ON EXPLIQUE LE TROISÈME

VERS DE LA SECONDE STROPHE.

 (CHAPITRE XXII)

            Il est bien clair que ce fut une heureuse fortune pour l'âme de réussir dans une telle entreprise. Sa sortie en effet l'a délivrée du démon, du monde et de sa propre sensualité, comme nous l'avons dit. Par le fait même elle a conquis une liberté d'esprit précieuse et désirée de tous; elle est montée des basses régions aux régions supérieures, et de terrestre et humaine qu'elle était, elle est devenue céleste et divine. Elle en est arrivée à avoir sa conversation dans les cieux, comme il arrive à l'âme qui est dans cet état de perfection, ainsi que je le dirai d'une façon cependant assez rapide.
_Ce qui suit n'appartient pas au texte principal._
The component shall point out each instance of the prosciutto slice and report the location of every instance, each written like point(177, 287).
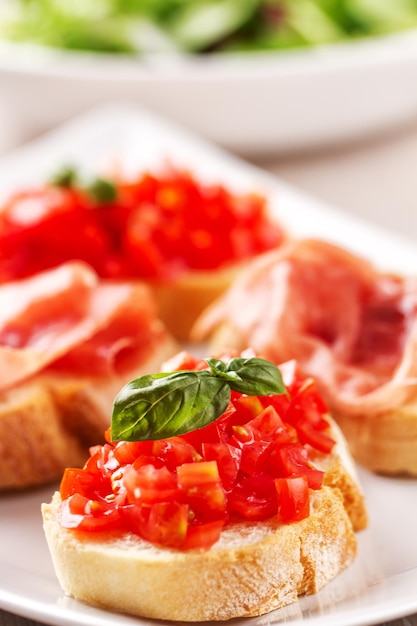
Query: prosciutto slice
point(351, 327)
point(66, 319)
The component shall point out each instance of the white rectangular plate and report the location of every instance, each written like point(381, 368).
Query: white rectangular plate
point(382, 583)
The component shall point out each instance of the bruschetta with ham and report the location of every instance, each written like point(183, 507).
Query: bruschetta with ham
point(186, 239)
point(350, 326)
point(67, 343)
point(224, 490)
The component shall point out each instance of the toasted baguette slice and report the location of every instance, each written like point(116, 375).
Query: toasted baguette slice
point(384, 443)
point(48, 422)
point(182, 301)
point(254, 568)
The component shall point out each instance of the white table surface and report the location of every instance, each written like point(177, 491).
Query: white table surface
point(375, 178)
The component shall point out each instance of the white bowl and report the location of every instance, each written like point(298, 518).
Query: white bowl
point(253, 104)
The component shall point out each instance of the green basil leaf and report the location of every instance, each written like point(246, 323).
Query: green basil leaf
point(159, 406)
point(255, 376)
point(102, 190)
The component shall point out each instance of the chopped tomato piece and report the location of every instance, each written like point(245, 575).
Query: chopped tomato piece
point(154, 227)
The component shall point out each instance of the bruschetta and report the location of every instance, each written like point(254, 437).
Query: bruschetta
point(232, 494)
point(67, 343)
point(349, 325)
point(187, 240)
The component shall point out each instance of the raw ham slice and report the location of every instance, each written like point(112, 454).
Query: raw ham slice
point(65, 318)
point(351, 327)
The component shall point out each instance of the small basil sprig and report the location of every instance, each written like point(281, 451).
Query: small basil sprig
point(101, 190)
point(162, 405)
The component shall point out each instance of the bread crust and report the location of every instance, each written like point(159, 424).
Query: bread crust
point(384, 443)
point(48, 422)
point(181, 301)
point(253, 569)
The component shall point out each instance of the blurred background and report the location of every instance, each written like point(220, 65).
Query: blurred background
point(321, 92)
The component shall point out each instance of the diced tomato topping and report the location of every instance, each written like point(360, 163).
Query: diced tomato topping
point(253, 463)
point(156, 227)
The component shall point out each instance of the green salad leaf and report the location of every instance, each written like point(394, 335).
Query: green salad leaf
point(199, 26)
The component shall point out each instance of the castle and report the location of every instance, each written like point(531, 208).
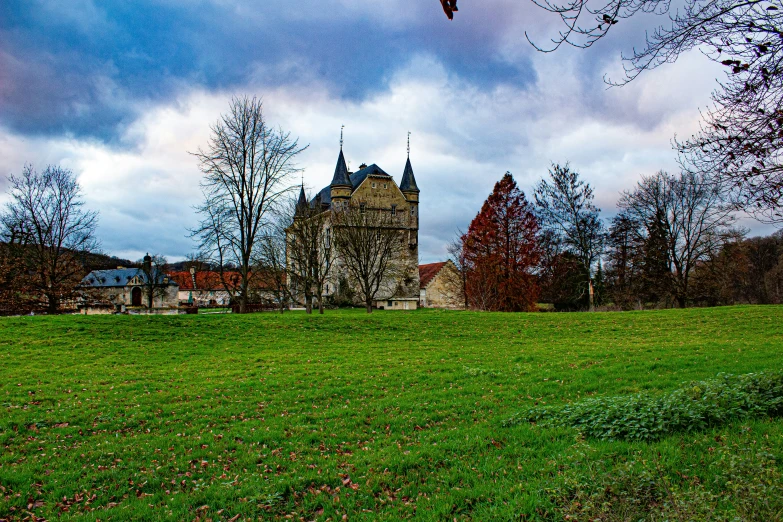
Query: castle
point(371, 189)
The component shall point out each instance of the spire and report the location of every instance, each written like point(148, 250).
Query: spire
point(301, 205)
point(341, 172)
point(408, 183)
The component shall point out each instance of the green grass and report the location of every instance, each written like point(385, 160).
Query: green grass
point(388, 416)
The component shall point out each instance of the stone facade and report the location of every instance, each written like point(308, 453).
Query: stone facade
point(127, 287)
point(440, 286)
point(373, 190)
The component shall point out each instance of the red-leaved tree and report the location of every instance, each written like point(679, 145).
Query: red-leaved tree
point(501, 252)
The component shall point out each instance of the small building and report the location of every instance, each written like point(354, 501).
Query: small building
point(440, 285)
point(205, 287)
point(129, 287)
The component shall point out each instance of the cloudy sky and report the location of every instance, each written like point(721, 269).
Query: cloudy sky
point(120, 92)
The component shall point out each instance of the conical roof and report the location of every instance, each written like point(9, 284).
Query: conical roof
point(341, 173)
point(301, 204)
point(408, 183)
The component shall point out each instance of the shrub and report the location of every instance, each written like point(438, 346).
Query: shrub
point(645, 417)
point(741, 482)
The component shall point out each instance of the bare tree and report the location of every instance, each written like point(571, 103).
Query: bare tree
point(310, 252)
point(155, 280)
point(741, 141)
point(689, 212)
point(47, 226)
point(245, 166)
point(565, 209)
point(371, 245)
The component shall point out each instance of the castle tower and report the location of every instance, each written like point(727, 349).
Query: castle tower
point(411, 192)
point(301, 204)
point(340, 187)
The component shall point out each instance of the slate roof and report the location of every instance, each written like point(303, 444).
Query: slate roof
point(428, 272)
point(302, 203)
point(117, 277)
point(340, 171)
point(355, 180)
point(408, 180)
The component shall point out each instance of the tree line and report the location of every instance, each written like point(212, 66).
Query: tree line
point(672, 243)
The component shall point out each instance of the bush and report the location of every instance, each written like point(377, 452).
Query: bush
point(692, 407)
point(740, 482)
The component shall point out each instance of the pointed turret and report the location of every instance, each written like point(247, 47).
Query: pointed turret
point(408, 183)
point(340, 178)
point(301, 204)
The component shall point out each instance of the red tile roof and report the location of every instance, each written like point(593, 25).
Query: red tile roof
point(428, 272)
point(209, 280)
point(204, 280)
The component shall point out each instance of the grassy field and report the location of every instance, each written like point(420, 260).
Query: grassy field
point(389, 416)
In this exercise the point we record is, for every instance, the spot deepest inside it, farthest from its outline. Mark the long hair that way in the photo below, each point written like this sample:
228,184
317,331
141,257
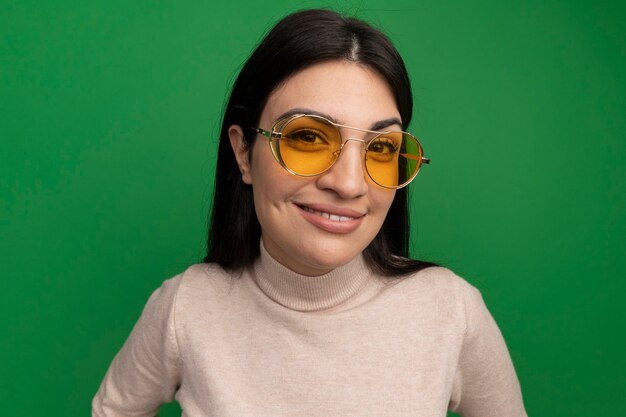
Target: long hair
298,41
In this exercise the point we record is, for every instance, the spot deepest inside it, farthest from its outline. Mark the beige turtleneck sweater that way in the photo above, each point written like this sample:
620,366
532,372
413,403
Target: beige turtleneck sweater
269,342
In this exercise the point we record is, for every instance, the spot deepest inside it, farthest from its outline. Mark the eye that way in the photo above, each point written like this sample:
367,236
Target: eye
383,146
307,136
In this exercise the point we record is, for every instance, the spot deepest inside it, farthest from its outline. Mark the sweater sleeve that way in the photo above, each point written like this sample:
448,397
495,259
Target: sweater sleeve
146,371
485,382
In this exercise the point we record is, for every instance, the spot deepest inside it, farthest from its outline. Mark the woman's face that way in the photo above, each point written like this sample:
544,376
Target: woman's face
294,211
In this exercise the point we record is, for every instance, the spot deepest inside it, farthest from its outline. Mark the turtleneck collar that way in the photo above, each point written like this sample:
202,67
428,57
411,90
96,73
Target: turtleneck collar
305,293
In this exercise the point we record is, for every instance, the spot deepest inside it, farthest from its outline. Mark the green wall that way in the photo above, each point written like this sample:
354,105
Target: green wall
109,113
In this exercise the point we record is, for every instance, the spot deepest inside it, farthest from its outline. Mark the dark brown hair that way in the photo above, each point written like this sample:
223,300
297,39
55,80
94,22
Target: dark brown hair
298,41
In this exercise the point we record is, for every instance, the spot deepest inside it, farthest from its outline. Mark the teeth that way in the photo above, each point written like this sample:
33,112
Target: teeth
329,216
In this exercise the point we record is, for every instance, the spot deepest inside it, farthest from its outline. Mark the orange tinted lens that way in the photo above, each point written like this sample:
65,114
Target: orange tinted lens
309,145
393,159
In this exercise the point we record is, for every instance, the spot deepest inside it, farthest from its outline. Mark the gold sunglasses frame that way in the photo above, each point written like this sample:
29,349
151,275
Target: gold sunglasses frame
276,133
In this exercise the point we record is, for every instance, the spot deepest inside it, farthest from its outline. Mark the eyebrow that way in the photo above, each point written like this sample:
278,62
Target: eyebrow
379,125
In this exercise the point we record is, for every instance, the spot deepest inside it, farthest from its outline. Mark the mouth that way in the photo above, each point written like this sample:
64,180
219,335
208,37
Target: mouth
329,216
337,220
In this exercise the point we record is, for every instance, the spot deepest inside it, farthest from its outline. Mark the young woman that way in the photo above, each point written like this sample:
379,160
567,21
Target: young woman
308,304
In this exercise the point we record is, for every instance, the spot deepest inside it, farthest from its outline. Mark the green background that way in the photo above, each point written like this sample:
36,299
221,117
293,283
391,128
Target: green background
109,114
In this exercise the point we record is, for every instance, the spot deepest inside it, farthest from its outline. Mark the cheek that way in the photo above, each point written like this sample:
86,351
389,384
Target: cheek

Car ce qu'il y a de plus important a déjà été expliqué quelque peu, bien que ce ne soit pas autant qu'il le faudrait pour montrer quelles richesses l'âme acquiert dans cet état  et quelle bonne fortune elle a eue d'y passer. Ce que je me suis proposé surtout en effet, dans cet écrit, c'est d'expliquer cette nuit de la contemplation à beaucoup d'âmes qui s'y trouvaient et qui n'en avaient pas connaissance, comme je l'ai dit dans le prologue. De la sorte, si elles éprouvent de l'épouvante en présence de si horribles travaux, elles seront encouragées par l'espérance certaine des biens innombrables et si précieux que Dieu leur fera la grâce d'obtenir.

            Outre ce motif de bonne fortune, l'âme en a eu encore un autre dont elle parle dans le vers suivant:

J'étais dans les ténèbres et en cachette.

QUATRIÈME VERS

 (CHAPITRE XXIII)

ON EXPLIQUE LE QUATRIÈME VERS;

ON DIT DANS QUELLE ADMIRABLE

CACHETTE L'ÂME S'EST TROUVÉE

DURANT CETTE NUIT, ET COMMENT

LE DÉMON, TOUT EN PÉNÉTRANT DANS

D'AUTRES DEMEURES TRÈS ÉLEVÉES,

NE PÉNÈTRE PAS DANS CELLE-CI.

            Cette expression – en cachette – veut dire en secret ou à l'abri des regards. Quand donc l'âme dit qu'elle est sortie dans les ténèbres et en cachette, elle ne saurait mieux faire comprendre la complète sécurité dont elle a parlé au premier vers de cette strophe, et dont elle a joui lorsqu'elle suivait le chemin de l'union d'amour de Dieu à la faveur de cette obscure contemplation.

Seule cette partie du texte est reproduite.